À la fin du XIIIe siècle, Thomas de Mézopotamie écrit ceci au sujet de Lenk-Temur : « Il est venu en Mésopotamie, a ravagé la ville et quatre villages des adorateurs du soleil, à savoir Sholn, Shemighakh, Safari, et Maragha, et les a complètement détruits. Ensuite, il est revenu, et les démons de l’enfer se sont multipliés en Mésopotamie et en Amith. » « Il a trouvé jusqu’à aujourd’hui à la frontière de mes provinces les plus éloignées, qui sont en Mésopotamie », ajoute le père Inçidjian dans ses écrits (Hnaçosutioun, p. 161).

La déclaration d’Aparanec sur les plantes vénérées par les Aréorodots complète le « chanteur botaniste ». David Saladzorci poursuit avec ces lignes intéressantes : « Le Sins, l’Iritzouk et le Yegherdak attendent le Soleil. Leur troupeau est différent, il tourne avec la force du soleil. »

« Les informations que nous avons reçues sur les Arévor sont uniquement ces passages spécifiques, que nous devons rassembler pour éclaircir leur question ethnique. »

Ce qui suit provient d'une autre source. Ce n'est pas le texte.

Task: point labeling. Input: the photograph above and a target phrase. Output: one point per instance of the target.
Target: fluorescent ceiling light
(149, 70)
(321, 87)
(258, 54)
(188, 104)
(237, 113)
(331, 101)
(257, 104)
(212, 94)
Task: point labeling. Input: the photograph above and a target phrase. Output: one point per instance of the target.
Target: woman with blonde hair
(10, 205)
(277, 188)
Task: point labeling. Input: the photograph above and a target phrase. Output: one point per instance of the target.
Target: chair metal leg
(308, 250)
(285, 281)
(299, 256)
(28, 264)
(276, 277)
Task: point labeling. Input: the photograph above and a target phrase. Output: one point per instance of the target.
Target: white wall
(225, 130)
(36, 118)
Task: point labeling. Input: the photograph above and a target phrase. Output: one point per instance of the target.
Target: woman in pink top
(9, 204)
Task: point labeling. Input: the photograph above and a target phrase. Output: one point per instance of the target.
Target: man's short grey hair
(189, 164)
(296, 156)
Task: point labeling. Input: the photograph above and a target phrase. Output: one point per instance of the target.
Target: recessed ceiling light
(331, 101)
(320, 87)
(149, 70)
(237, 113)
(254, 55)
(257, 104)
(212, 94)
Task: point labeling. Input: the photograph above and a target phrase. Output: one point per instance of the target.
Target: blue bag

«Le maître, bien qu’il parle des Arouordiots avec un ton froid et indifférent sur la même feuille, change immédiatement de style d’expression quand il s’agit des Tondrakites, les qualifiant de maudits, racine du mal, etc. (voir le passage ci-dessus) : Son attitude envers eux atteint même l’indifférence. « Et s’ils se convertissent à la foi chrétienne des Arouordiots… et retournent encore ensuite à leurs vomissements, cela ne nous causera aucun tort. » Selon moi, cette circonstance démontre de la manière la plus claire que les Arouordiots n’étaient pas arméniens, et en tant qu’étrangers, ils ne pouvaient pas représenter un danger ou une menace pour les Arméniens autochtones, malgré leur nombre assez élevé. En effet, même dans les quatre villages voisins de Mert, tels que Samsat et jusqu’à Manazkert, il y avait des Arouordiots ; mais en tant qu’étrangers chrétiens et sûrs pour l’intégrité nationale, ils vivaient sans persécution, tandis que les sectaires arméniens, les arméno-catholiques et plus récemment les arméno-protestants n’ont pas échappé aux sévères persécutions. C’est justement sur la base de cette punition que le témoignage de David Alavkayi fils, affirmant que « les Baïlici ou Mtsigniots sont le peuple des Arouordiots », doit être considéré comme totalement infondé. En fin de compte, les témoignages de huit personnes des XIe et XIIe siècles nous conduisent à la conclusion suivante : »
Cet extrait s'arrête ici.